What about individuals who feel that sex is one-sided and walk away sans an orgasm and zero rush of oxytocin? Well, this article was made for you. It’s time for you and your partner to have the best sex ever, and here’s how it can be done…
Sex Should Be a Two-Way Street of Pleasure
For many, women especially, sex can often feel like an opportunity to satisfy a partner rather than themselves. And it’s this kind of thinking that can lead to less-than-desirable results in the sheets.
The first step to having great sex is to realise that you deserve it! Sex is a passionate activity that requires both partners to feel stimulated, excited, and engaged.
By telling yourself that your pleasure is just as important as your partners, you’re on the right track to getting all of those amazing benefits that come from the sideways tango.
You could also suggest trying (new) sex toys that are made for couples. In this way, both partners will be able to enhance their stimulation without letting it slip that you feel unsatisfied in the bedroom.
Communicating with a partner about sex and what you enjoy or want from the experience can be difficult. But there’s a saying that exists: “If you don’t ask, the answer is always no”.
The best way to go about communicating with your partner about your sexual needs is to do so in a positive and complimentary way.
For example, verbalising and giving praise when they do something that you like. This kind of positive reinforcement can be in the form of a louder moan or saying something like, “That feels really good,” or “Yes, right there!”.
So whether you choose to talk to your partner about your needs, or you aim to direct them during play time, doing so can result in even more fun for both of you.
Take note however, that if you choose to communicate your lack of sexual satisfaction straight after sex, it may leave your partner feeling vulnerable or questioning their abilities. This is never a good thing.
Either way, honesty is the best policy, and to speak of your sexual desires in a straightforward, almost blunt manner, could improve your sex life tenfold.
Sexy Show and Tell
Another great way to get what you want in bed, is to simply show your partner. You could do this by engaging in mutual masturbation, or simply having them watch you play with yourself using your favourite sex toy.
If you’re all about clitoral stimulation, let them see you in action. Or, if you love having your nipples stimulated, or your g-spot reached, a visual guide is not only really erotic but also a great little anatomy lesson for your partner.
Too Shy to Ask for What You Want?
Sometimes talking about sex and the things that we want from the experience, can be difficult. And while we recommend that you avoid beating around the bush, it can feel embarrassing or even bring on a fear of being judged.
A great solution for this, is to engage in sexting. It can be via text messages, e-mails, visual aids, or even voice notes. Choose a medium that feels most comfortable and the least threatening for you, and it should help you to build courage and talk about your inner desires.

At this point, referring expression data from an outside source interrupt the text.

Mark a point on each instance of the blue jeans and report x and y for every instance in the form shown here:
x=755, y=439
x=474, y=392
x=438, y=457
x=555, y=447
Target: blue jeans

Another way that you could prompt open communication about individual sexual needs, is to ask your partner what they want.
When you begin this dialogue, it could result in you being asked the exact same question. In this way, both partners can start having the best sex ever!
Basically, the key to great sex is communication, and there are so many different ways and channels in which communication can take place, whether it is verbal or non-verbal. And once you’ve found the courage to speak up, you’ll be rewarded with the amazing, firework-inducing sex that you deserve!